- Born: 7 November 1952 (age 73) Bad Schwartau, Schleswig-Holstein, West Germany
- Allegiance: West Germany (to 1990) Germany
- Branch: German Navy
- Service years: 1972–2012
- Rank: Vizeadmiral
- Commands: Deputy Inspector General of the Bundeswehr; Inspector of the Joint Support Service; CS Armed Forces Staff;
- Awards: Cross of the Order of Merit of the Federal Republic of Germany

= Wolfram Kühn =

German Navy vice admiral (born 1952)

Wolfram Kühn (born 7 November 1952) is a retired German Navy vice admiral. He served as Deputy Inspector General of the Bundeswehr and Inspector of the Joint Support Service from 2006 to his retirement in 2012.

== Military career ==
Kühn entered the Bundeswehr in 1972. After basic naval officer training, he studied Economics and Business Administration at the University of the Bundeswehr Munich. After graduating in 1977, he served on the Destroyer Schleswig-Holstein as a CIC officer. In 1979, he was promoted to Kapitänleutnant (captain lieutenant) and assigned to the Territorial Command of Schleswig-Holstein as Adjutant of the commander, who was also the highest German responsible within NATO's Allied Forces Northern Europe (AFNORTH). From 1982 to 1984, Kühn served as department head of the supply department on Frigate Rheinland-Pfalz. Selected for the Admiral Staff Officer Course at the Führungsakademie der Bundeswehr it was during this course that he was promoted to Korvettenkapitän (corvette captain).

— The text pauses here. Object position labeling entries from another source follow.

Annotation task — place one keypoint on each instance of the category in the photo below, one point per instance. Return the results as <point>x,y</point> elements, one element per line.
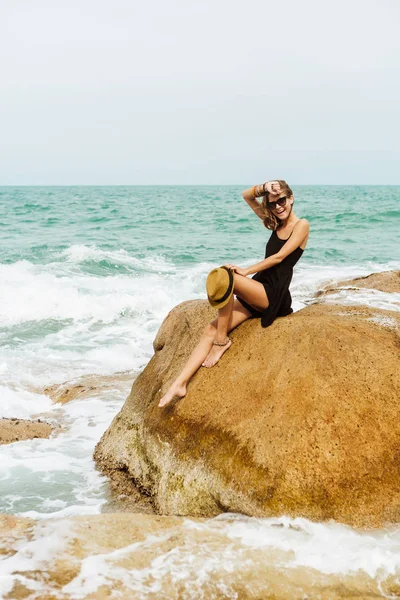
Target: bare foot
<point>175,390</point>
<point>215,354</point>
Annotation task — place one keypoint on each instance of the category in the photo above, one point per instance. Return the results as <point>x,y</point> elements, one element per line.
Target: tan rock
<point>301,418</point>
<point>88,386</point>
<point>387,281</point>
<point>16,430</point>
<point>133,557</point>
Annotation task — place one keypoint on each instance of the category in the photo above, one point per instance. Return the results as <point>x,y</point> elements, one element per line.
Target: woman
<point>266,295</point>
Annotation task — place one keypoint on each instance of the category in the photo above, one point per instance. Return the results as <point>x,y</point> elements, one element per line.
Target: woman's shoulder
<point>302,224</point>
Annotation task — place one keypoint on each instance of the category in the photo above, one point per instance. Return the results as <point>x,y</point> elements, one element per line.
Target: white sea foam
<point>57,324</point>
<point>233,549</point>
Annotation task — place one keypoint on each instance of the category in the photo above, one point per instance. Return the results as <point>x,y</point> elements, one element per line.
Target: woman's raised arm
<point>250,195</point>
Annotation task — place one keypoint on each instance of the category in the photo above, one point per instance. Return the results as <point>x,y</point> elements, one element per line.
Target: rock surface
<point>387,281</point>
<point>133,557</point>
<point>88,386</point>
<point>301,419</point>
<point>16,430</point>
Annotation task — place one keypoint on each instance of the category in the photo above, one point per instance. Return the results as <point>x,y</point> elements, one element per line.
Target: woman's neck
<point>291,220</point>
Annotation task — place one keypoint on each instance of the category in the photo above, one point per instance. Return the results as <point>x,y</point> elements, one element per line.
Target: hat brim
<point>228,294</point>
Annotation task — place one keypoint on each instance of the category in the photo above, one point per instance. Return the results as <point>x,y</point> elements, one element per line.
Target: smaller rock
<point>17,430</point>
<point>387,281</point>
<point>89,386</point>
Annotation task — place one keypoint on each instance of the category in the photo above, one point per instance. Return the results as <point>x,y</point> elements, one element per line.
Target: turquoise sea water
<point>87,276</point>
<point>187,225</point>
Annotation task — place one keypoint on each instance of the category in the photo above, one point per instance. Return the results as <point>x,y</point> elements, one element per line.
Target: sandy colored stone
<point>387,281</point>
<point>140,556</point>
<point>88,386</point>
<point>16,430</point>
<point>301,419</point>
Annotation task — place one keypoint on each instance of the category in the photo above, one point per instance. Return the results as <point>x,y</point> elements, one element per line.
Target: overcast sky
<point>206,92</point>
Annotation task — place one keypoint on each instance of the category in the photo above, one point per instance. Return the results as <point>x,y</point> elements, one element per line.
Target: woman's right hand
<point>273,188</point>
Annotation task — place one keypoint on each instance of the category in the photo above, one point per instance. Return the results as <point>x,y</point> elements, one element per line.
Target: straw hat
<point>219,286</point>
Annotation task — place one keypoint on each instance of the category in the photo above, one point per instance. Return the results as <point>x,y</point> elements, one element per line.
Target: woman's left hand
<point>237,270</point>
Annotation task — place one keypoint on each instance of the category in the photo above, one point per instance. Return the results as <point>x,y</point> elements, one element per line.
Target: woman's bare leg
<point>252,292</point>
<point>221,337</point>
<point>237,314</point>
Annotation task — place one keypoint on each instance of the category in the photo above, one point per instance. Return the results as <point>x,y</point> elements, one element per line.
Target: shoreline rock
<point>301,418</point>
<point>17,430</point>
<point>387,281</point>
<point>88,386</point>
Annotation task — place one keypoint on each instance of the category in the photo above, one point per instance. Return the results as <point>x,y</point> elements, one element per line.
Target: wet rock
<point>301,419</point>
<point>89,386</point>
<point>387,281</point>
<point>16,430</point>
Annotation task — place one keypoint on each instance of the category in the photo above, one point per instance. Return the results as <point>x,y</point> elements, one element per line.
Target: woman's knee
<point>210,330</point>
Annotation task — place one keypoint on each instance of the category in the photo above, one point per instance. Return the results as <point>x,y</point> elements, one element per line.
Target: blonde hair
<point>269,219</point>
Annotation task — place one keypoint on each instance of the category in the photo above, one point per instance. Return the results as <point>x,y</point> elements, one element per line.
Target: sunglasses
<point>280,202</point>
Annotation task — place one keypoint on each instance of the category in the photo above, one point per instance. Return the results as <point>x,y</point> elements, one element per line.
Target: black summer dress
<point>276,281</point>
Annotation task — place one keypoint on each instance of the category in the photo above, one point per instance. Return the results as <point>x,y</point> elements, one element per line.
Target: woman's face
<point>280,210</point>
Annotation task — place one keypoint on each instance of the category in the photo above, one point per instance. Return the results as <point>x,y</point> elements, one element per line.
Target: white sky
<point>221,91</point>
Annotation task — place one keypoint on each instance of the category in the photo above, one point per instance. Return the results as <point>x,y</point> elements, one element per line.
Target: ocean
<point>87,276</point>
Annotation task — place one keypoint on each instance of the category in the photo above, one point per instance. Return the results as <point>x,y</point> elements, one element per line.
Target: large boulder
<point>301,418</point>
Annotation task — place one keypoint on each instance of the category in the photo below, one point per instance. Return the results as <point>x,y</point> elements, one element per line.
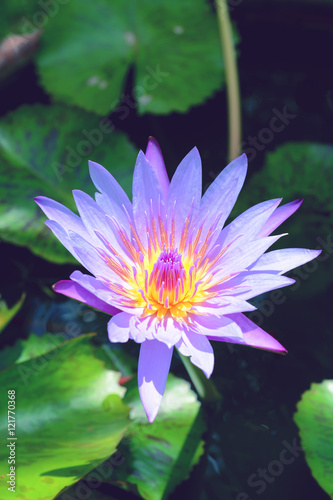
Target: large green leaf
<point>44,150</point>
<point>159,456</point>
<point>20,17</point>
<point>69,415</point>
<point>88,49</point>
<point>314,418</point>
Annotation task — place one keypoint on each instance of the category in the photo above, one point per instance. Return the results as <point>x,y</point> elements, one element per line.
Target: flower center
<point>167,278</point>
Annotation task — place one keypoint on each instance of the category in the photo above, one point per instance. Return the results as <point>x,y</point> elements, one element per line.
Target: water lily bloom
<point>167,268</point>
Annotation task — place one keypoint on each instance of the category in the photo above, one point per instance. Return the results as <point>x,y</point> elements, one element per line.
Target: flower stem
<point>232,80</point>
<point>205,387</point>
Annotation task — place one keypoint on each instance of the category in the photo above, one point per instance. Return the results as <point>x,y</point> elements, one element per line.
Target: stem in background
<point>232,80</point>
<point>205,387</point>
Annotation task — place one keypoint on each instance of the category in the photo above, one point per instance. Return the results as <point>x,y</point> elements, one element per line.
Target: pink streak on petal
<point>155,158</point>
<point>154,364</point>
<point>253,335</point>
<point>278,216</point>
<point>77,292</point>
<point>118,327</point>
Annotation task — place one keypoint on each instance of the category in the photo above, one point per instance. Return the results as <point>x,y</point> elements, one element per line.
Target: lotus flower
<point>166,268</point>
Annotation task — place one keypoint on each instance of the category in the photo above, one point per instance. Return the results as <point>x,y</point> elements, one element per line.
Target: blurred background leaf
<point>8,313</point>
<point>72,411</point>
<point>44,150</point>
<point>314,418</point>
<point>158,456</point>
<point>173,67</point>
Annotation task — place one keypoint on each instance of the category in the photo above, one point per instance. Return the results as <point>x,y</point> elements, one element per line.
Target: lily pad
<point>173,47</point>
<point>44,150</point>
<point>159,456</point>
<point>69,414</point>
<point>315,422</point>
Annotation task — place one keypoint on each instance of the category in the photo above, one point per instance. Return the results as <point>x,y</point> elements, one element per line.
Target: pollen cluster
<point>163,279</point>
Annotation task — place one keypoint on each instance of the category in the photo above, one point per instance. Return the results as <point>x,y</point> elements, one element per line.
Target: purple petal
<point>225,305</point>
<point>102,291</point>
<point>237,258</point>
<point>113,200</point>
<point>90,257</point>
<point>257,283</point>
<point>168,331</point>
<point>77,292</point>
<point>92,215</point>
<point>118,327</point>
<point>184,193</point>
<point>142,329</point>
<point>154,364</point>
<point>200,351</point>
<point>282,261</point>
<point>155,158</point>
<point>62,215</point>
<point>217,326</point>
<point>249,223</point>
<point>224,190</point>
<point>147,196</point>
<point>279,216</point>
<point>253,335</point>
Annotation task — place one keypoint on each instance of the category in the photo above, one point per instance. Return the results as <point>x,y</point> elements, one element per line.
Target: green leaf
<point>159,456</point>
<point>44,150</point>
<point>299,170</point>
<point>7,314</point>
<point>69,416</point>
<point>19,17</point>
<point>88,50</point>
<point>32,347</point>
<point>314,419</point>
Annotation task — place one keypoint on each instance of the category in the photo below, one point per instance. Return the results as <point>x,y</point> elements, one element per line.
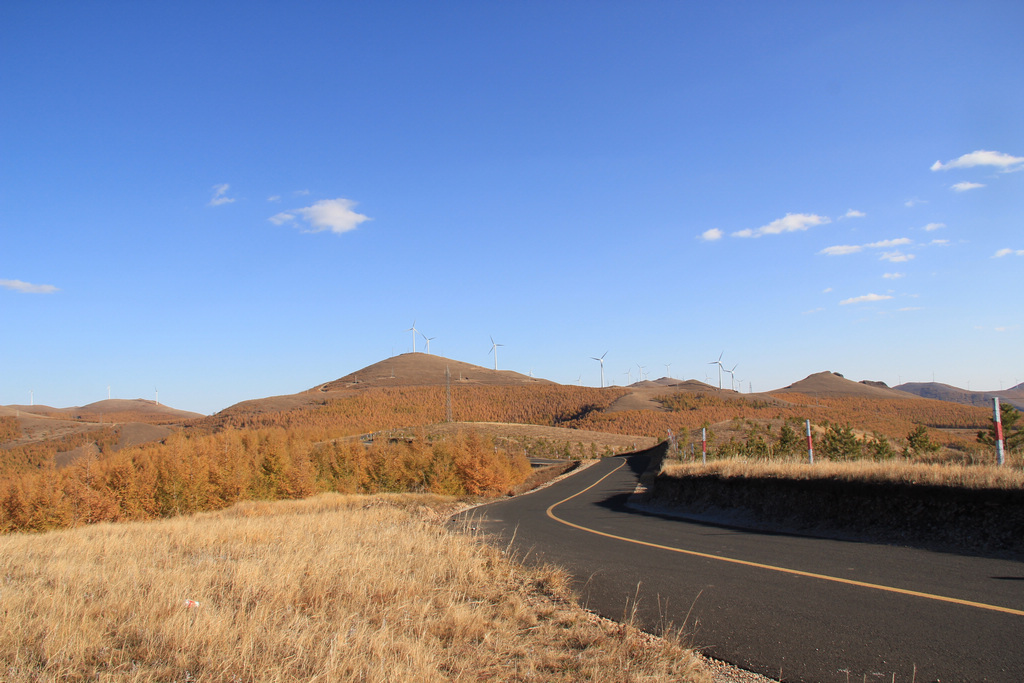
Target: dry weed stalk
<point>965,476</point>
<point>335,588</point>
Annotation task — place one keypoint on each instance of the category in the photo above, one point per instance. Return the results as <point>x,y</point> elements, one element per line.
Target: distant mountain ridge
<point>834,384</point>
<point>939,391</point>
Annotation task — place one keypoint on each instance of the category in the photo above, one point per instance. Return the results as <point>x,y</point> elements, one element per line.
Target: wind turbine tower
<point>601,360</point>
<point>494,349</point>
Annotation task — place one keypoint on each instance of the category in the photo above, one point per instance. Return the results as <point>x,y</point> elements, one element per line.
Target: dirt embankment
<point>987,521</point>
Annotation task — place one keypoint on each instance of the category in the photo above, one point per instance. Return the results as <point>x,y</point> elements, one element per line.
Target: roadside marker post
<point>810,443</point>
<point>997,419</point>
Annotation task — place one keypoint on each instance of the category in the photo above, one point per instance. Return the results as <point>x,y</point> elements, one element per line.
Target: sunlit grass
<point>335,588</point>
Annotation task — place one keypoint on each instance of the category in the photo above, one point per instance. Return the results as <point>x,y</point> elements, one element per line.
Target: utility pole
<point>997,419</point>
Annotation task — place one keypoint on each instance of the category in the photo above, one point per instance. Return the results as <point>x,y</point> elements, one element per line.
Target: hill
<point>112,410</point>
<point>939,391</point>
<point>407,370</point>
<point>426,370</point>
<point>835,385</point>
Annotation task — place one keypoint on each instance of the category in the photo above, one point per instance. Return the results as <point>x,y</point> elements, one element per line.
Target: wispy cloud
<point>982,158</point>
<point>841,250</point>
<point>886,244</point>
<point>896,257</point>
<point>220,195</point>
<point>28,288</point>
<point>792,222</point>
<point>864,299</point>
<point>964,186</point>
<point>334,215</point>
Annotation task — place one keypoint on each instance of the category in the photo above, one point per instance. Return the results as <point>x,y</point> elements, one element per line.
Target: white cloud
<point>28,288</point>
<point>896,257</point>
<point>283,217</point>
<point>886,244</point>
<point>982,158</point>
<point>220,195</point>
<point>334,215</point>
<point>792,222</point>
<point>841,250</point>
<point>964,186</point>
<point>865,298</point>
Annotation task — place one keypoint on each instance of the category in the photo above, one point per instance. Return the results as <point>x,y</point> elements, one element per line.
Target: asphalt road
<point>788,606</point>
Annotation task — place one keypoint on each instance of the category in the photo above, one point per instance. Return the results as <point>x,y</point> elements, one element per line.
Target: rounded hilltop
<point>426,370</point>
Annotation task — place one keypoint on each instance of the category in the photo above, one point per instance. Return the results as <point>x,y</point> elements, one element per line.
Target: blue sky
<point>226,201</point>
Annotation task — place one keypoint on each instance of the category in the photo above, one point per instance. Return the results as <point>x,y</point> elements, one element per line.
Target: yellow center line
<point>759,565</point>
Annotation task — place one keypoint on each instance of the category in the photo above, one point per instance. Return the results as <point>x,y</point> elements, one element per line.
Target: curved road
<point>793,607</point>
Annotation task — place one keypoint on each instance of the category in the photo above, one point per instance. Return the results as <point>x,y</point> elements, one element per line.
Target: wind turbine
<point>601,360</point>
<point>494,349</point>
<point>414,331</point>
<point>429,339</point>
<point>719,364</point>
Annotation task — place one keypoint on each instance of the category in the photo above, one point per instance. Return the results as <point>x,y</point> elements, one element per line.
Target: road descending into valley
<point>794,607</point>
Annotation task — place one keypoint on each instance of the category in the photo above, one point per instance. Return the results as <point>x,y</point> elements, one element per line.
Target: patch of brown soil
<point>832,384</point>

From 1986 to 1987, Kühn served as an instructor and company commander at the Navy Supply School in List (Sylt). From 1988 to 1989, he again was posted at the Territorial Command of Schleswig-Holstein, this time as a logistics staff officer (G4). Later he served at the Ministry of Defense in Bonn until 1991. From 1991 until 1993, Kühn was assigned to the Navy Supply School as Division Commander and Vice Commander of the school. During the next two years he again served at the Ministry of Defense within the Navy Staff and was responsible for general issues, logistics and procurement. In 1994, he studied at the Defence Resources Management Institute (DRMI) of the Naval Postgraduate School in Monterey, California.

Back in Germany from 1994 to 1997, he served as Chief Financial Officer in the Navy Support Command in Wilhelmshaven. From 1997 to 1998, he studied at the National War College in Washington, D.C. and gained a Master of Science in National Security Strategy. From 1998 to 2001, he was assigned to the Federal Ministry of Defence as a section chief. From 2001 to 2002, Kühn served as Chief of Staff of the Joint Support Command. From 2002 to 2002, he was Staff Department Chief in the Navy Staff. In 2004, he was Chief of Staff of the Inspector General of the Bundeswehr. In 2006, he was promoted to Vizeadmiral (vice admiral) and appointed Inspector of the Joint Support Service and Deputy Inspector General of the Bundeswehr. On 28 March 2012, Kühn handed over his post to Manfred Nielson, his retirement from military service marked by a Großer Zapfenstreich.